Let $A, B$ be two $n \times n$ matrices over a field $F$ and $A,B$ have the same characteristic and minimal polynomials. If no eigenvalue has algebraic multiplicity greater than $3,$ then $A$ and $B$ are similar (characteristic polynomial of $A,B$ is $f = (x - c_1)^{d_1} \cdots (x - c_k)^{d_k}$).
I have to use the following result.
If $A, B$ are two $3 \times 3$ nilpotent matrices. Then $A, B$ are similar if and only if they have same minimal polynomial.
My attempt has been to consider the following cases $ d_i = 1,2,3$ and then the corresponding jordan blocks which becomes same in both the cases. Since two matrices having the same rational form are similar, matrices $A,B$ are similar. My doubt here lies in the fact that where do I need to use the theorem that two $3 \times 3$ nilpotent matrices are similar iff they have the same minimal polynomial.
Hint: First you can show that there is a decomposition of $F^n$ such that
$$F^n = \bigoplus_i \ker (A-\lambda_iI)^{d_i}\,.$$
What can you say about $\dim\ker (A-\lambda_iI)^3$ for a given $i$ ? How does $A-\lambda_i I$ act on this subspace?

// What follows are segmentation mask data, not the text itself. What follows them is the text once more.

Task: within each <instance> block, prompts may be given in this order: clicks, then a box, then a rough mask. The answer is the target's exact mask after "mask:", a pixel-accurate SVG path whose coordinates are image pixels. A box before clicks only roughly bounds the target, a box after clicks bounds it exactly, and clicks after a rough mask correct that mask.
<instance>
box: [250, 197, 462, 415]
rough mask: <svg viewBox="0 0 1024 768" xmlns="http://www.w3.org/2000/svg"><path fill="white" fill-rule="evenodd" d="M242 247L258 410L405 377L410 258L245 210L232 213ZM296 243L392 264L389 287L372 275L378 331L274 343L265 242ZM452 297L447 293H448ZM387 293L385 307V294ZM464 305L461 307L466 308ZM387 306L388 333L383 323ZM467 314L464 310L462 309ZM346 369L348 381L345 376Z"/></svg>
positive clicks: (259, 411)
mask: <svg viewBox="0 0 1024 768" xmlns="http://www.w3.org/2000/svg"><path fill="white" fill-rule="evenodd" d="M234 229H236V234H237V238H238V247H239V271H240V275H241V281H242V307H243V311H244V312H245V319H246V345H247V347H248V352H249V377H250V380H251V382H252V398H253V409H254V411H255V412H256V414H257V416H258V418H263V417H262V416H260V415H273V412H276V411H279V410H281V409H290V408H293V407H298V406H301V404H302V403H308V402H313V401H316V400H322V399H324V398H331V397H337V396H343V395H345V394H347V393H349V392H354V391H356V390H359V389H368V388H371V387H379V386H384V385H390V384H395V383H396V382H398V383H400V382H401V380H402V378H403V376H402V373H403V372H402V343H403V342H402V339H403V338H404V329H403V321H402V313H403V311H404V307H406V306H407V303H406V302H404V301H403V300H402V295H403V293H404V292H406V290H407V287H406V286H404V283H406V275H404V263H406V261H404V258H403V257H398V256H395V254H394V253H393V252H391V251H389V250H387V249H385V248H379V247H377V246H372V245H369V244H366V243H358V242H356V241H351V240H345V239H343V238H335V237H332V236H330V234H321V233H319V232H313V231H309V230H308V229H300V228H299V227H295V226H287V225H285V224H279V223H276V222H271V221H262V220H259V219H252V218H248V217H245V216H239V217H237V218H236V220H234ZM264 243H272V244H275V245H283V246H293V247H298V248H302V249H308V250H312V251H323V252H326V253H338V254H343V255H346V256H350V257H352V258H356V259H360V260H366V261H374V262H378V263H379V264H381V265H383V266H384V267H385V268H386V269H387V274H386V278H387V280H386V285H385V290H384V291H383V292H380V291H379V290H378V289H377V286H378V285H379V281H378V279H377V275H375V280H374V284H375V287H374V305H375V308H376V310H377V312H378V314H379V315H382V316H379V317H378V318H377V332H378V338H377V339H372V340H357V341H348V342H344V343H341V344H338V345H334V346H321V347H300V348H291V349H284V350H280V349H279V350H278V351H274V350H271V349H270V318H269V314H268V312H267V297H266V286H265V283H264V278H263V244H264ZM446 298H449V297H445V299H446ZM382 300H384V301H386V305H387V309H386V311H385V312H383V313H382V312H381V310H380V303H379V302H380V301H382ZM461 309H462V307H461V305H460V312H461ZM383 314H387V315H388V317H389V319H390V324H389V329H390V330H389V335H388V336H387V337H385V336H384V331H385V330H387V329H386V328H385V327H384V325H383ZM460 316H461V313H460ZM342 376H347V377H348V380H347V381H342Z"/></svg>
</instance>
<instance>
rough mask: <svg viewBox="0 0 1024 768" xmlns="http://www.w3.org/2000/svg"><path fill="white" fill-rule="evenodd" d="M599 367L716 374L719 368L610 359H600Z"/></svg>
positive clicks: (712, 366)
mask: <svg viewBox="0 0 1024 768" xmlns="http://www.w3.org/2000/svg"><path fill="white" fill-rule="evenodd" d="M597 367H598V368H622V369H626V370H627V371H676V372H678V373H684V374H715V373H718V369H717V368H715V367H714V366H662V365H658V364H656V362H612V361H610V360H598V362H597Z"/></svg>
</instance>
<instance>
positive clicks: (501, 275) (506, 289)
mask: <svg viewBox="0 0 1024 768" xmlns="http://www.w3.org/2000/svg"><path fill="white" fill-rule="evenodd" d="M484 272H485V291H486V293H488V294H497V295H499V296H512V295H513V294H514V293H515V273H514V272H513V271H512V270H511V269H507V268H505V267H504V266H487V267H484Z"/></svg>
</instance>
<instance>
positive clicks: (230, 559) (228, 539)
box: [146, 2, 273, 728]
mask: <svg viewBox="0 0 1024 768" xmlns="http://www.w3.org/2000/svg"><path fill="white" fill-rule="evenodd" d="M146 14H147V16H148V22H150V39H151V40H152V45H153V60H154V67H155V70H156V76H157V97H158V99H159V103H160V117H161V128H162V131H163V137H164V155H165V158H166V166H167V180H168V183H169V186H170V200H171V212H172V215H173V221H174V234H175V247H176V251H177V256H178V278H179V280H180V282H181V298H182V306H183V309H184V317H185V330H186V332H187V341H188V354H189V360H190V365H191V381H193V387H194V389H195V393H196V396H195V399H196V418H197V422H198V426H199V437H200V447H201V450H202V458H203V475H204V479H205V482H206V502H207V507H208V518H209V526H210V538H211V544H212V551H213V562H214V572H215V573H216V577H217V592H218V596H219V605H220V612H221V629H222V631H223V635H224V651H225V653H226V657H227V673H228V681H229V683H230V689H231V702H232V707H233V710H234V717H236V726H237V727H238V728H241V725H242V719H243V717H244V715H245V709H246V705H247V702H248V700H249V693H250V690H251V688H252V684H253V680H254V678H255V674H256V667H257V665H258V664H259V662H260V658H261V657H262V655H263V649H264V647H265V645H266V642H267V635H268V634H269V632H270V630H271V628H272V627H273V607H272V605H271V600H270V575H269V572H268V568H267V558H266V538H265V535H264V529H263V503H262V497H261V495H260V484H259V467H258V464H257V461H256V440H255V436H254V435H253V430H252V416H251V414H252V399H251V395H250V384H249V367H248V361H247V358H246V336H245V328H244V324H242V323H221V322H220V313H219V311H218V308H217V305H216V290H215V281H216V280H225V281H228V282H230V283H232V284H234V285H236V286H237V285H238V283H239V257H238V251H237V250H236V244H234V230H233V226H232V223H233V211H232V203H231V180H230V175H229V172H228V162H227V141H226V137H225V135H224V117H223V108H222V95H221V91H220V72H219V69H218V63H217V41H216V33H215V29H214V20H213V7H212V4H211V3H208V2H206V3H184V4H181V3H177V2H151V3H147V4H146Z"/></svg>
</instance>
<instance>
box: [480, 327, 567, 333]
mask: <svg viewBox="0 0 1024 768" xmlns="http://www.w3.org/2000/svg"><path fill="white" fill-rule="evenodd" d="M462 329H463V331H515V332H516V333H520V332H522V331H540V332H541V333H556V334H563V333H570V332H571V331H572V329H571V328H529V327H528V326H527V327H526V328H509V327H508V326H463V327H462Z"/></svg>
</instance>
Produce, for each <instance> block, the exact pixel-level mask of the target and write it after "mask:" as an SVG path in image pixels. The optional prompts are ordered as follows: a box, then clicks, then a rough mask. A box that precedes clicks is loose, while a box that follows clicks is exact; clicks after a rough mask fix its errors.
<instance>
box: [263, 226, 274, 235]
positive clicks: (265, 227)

Edit: You are right that using the Jordan form completely trivializes this result. However this result is much easier than Jordan form. In fact you could use a slight generalization of it to prove the existence and unicity of the Jordan form. The above hint gives clues for using the theorem about nilpotent matrices to prove the result.